Furthermore, after taking depression scores into account, the effect of addictive use of internet and social media on insomnia decreased to a large degree. Two causal mechanisms may explain this finding; one possibility is that individuals who develop addictive use of internet and social media are more likely to start experiencing depressive feelings, which lead to sleep problems. However, after briefly consulting relevant literature, it seems that social media use—sleep problems—mental health risk is the more commonly proposed causal pathway. Alonzo and colleagues34 describe six studies proposing the latter pathway and only one study examining the former36.

A second explanation of our findings, i.e. the effect of social media and internet use on insomnia being explained by depression symptoms, argues that depressed users of internet and social media are much more likely to use these technologies as a way to alleviate depressive feelings. Since using social media for mood modification is considered a criterion for social media addiction37, it is unsurprising that addicted social media users are more likely to suffer from depression. Due to the seemingly large association between these two variables, it seems plausible that the effect of social media addiction (as well as internet addiction) on insomnia is primarily related to higher probability of experiencing depression symptoms.

These mechanisms could also apply for gaming, but to a lesser extent; addictive use of gaming holds the largest independent effect on insomnia among the three technology types. This implies that addictive use of video games does not only predict insomnia due to addicted gamers being more depressed, but also through other mechanisms.

Limitations

Considering the notable differences in findings among various digital technology measures, it would have been desirable to study their effects on more measures of insomnia (e.g. using different questionnaires, as well as less subjective insomnia measures) or on other measures of sleep quality and quantity. Secondly, while hierarchical regression analysis of cross-sectional data is used for some speculation regarding causal pathways in this paper, it is far from proof of such relations between the phenomena. While it is not impossible that sleep problems lead to more digital technology usage, we expected that this direction of effect would account for only a minor proportion of the correlation between the two phenomena, compared to the (proposed) effect of digital technology use on sleep. Experimental and longitudinal research designs would have more merit in establishing conclusions of causal pathways between digital technology use and sleep.

Conclusions

The effect of using digital technologies on the quality and quantity of our sleep is far from straightforward. The present research shows that this effect almost entirely depends on how we measure digital technology use. In terms of measurement level, it is apparent that more complex measures (e.g. addictive use of a certain digital technology) consistently outperform simplistic measures (e.g. duration of use) when it comes to predicting insomnia. In terms of technology type, social media use seems to produce more risk for insomnia, compared to playing video games or general internet use for leisure purposes, regardless of the measurement level. Interestingly, most of the effect of social media use on insomnia may be explained by understanding users' depression symptoms.

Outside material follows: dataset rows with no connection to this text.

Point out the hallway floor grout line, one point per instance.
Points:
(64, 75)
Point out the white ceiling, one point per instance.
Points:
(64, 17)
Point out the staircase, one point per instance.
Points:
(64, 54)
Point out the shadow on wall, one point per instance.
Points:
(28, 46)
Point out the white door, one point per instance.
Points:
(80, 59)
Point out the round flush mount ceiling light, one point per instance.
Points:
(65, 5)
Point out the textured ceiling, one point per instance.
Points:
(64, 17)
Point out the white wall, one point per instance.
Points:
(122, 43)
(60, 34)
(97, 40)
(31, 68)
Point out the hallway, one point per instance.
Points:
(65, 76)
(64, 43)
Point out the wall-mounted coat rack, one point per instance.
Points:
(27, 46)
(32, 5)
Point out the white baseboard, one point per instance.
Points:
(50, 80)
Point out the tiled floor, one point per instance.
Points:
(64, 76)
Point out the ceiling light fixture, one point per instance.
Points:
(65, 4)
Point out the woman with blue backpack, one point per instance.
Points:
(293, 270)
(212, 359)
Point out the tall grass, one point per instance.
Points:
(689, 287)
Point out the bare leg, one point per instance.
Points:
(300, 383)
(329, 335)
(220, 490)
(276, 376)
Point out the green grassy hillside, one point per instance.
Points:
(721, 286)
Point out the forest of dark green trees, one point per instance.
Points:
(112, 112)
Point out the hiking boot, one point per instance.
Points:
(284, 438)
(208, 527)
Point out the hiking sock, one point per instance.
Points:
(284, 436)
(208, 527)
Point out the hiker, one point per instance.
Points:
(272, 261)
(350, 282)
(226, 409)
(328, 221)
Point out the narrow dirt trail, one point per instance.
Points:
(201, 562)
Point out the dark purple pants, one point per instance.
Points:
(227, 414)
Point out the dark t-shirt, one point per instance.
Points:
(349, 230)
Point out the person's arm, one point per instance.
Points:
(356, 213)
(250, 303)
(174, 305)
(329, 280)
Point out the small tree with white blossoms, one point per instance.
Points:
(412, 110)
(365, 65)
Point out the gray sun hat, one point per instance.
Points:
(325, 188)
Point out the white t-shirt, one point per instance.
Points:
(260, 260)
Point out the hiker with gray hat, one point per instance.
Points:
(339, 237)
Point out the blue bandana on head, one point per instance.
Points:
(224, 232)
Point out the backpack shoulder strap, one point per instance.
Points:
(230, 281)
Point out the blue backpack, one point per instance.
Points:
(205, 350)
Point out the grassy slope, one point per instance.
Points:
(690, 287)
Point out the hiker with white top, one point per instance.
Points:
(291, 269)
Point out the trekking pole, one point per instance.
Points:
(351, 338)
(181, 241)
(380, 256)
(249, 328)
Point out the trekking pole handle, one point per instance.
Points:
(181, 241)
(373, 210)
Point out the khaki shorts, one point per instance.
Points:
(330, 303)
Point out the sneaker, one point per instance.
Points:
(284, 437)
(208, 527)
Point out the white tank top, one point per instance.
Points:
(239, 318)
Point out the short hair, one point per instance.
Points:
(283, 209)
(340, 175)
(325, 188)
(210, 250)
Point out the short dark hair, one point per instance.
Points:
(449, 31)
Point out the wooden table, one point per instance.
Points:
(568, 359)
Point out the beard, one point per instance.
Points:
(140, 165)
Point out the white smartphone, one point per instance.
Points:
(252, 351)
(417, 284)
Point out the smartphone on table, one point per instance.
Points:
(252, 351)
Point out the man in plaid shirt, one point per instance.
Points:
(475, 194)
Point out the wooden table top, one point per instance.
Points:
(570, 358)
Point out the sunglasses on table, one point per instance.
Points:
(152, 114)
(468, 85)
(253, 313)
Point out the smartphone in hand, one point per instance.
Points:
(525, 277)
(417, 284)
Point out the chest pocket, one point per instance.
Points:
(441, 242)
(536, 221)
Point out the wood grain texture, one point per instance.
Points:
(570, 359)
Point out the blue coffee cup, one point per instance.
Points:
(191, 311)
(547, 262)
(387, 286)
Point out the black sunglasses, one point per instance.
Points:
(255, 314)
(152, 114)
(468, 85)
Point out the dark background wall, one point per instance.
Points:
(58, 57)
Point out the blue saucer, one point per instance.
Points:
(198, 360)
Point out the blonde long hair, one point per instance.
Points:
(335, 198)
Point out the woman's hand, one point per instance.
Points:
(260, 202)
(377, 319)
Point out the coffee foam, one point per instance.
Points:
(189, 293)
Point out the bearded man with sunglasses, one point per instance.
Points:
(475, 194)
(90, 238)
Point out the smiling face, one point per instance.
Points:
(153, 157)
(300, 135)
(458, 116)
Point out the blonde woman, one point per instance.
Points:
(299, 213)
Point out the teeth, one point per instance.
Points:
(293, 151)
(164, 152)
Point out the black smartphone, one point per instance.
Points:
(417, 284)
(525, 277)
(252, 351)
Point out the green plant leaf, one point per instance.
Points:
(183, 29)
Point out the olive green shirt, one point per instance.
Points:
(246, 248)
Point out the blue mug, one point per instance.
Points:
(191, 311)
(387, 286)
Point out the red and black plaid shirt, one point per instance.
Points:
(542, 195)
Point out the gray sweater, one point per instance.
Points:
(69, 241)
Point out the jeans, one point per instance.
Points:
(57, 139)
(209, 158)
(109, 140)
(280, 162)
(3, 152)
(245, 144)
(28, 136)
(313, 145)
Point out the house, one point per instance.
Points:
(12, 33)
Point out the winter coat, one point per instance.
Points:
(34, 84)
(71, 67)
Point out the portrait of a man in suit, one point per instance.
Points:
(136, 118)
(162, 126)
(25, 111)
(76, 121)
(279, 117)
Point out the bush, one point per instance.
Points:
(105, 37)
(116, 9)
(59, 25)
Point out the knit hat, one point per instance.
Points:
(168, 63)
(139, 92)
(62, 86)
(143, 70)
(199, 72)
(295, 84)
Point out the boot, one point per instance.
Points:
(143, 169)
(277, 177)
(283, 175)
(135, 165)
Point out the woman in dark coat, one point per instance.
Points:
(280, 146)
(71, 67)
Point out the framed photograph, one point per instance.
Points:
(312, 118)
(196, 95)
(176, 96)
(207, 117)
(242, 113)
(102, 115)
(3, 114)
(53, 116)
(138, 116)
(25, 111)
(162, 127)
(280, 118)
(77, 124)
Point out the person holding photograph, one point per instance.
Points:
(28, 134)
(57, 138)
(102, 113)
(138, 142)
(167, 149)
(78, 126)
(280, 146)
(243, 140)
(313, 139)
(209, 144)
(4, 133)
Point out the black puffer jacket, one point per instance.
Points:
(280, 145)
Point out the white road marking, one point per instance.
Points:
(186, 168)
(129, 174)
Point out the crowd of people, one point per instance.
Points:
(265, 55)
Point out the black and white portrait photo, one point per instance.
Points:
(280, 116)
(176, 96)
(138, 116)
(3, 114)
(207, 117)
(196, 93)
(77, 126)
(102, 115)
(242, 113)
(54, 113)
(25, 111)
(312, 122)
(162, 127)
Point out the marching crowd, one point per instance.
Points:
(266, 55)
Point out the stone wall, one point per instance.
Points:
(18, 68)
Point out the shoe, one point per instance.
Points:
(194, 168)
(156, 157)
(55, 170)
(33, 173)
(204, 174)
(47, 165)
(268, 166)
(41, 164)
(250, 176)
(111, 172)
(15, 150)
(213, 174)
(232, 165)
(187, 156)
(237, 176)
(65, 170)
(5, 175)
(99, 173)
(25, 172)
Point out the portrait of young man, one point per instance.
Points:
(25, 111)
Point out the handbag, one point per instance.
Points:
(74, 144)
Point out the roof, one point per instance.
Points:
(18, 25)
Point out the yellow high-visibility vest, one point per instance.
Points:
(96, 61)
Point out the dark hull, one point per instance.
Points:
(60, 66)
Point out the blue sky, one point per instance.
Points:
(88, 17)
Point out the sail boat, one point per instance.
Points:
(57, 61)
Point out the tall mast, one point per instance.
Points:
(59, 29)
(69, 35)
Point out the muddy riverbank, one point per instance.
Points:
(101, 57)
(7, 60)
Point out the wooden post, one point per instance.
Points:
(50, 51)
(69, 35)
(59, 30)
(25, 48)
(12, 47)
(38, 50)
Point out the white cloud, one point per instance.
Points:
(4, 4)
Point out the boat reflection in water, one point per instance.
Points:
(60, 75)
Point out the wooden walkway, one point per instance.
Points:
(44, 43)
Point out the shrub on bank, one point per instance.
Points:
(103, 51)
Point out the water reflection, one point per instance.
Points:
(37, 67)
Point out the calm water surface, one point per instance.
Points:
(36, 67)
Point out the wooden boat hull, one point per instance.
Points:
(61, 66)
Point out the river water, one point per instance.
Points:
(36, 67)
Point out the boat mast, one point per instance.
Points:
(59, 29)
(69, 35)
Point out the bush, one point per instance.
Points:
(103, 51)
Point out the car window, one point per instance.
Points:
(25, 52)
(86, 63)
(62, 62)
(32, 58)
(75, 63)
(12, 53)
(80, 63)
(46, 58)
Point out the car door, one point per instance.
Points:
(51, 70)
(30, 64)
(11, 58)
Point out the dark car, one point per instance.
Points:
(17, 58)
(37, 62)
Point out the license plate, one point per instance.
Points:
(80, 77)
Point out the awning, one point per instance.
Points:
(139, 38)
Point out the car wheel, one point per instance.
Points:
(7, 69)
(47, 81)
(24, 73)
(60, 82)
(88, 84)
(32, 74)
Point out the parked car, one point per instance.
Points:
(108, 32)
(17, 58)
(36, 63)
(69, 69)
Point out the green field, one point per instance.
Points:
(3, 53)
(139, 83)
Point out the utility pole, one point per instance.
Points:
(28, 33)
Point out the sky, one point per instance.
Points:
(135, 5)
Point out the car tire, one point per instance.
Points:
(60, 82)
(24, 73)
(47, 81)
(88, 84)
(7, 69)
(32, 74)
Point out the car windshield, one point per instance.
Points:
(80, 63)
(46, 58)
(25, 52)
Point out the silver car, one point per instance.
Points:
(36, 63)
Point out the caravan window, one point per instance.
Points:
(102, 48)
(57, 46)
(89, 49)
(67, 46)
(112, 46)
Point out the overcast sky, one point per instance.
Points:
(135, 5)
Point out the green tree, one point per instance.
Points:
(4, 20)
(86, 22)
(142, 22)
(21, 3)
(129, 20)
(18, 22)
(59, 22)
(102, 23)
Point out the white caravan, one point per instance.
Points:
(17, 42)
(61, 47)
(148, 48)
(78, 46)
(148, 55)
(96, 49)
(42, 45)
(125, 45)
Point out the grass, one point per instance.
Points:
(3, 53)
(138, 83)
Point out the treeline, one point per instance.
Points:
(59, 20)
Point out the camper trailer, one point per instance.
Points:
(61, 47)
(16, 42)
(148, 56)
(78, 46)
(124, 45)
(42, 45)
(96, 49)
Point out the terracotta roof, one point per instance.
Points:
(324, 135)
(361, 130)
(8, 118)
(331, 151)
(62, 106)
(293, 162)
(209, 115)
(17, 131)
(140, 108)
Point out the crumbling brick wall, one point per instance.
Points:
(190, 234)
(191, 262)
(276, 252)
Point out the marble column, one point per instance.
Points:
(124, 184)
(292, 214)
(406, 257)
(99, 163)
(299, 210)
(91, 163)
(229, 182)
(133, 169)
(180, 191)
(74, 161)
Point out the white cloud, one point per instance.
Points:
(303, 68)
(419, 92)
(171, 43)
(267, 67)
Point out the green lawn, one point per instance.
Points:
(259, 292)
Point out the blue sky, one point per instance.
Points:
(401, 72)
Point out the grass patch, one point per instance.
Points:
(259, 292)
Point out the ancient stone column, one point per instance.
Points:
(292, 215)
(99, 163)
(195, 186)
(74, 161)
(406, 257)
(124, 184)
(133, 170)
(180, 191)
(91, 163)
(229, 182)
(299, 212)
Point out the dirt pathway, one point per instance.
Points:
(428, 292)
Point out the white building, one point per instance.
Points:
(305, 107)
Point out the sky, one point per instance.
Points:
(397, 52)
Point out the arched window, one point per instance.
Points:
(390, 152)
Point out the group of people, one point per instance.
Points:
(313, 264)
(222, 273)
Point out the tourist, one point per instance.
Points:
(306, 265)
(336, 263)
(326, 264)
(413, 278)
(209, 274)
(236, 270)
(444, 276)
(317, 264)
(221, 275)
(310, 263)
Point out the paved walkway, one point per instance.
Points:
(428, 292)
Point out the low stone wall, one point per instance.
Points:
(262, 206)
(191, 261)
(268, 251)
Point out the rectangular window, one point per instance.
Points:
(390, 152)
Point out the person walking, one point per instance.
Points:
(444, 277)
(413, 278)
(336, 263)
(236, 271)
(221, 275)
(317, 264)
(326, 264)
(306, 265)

Successfully improving patients’ sleep may therefore require a focus on improving their self-control over technology use, rather than simply reducing their screen time. Efforts aimed at spreading awareness related to insomnia will benefit from including specific advice regarding (avoiding) social media use before sleep, and from illustrating the interrelationship between digital technology use and mental health. Our findings also form the basis for more specific research into how each of the various types of digital content may affect our sleep, in order to combat and eventually overcome the evident epidemic of sleep disorders.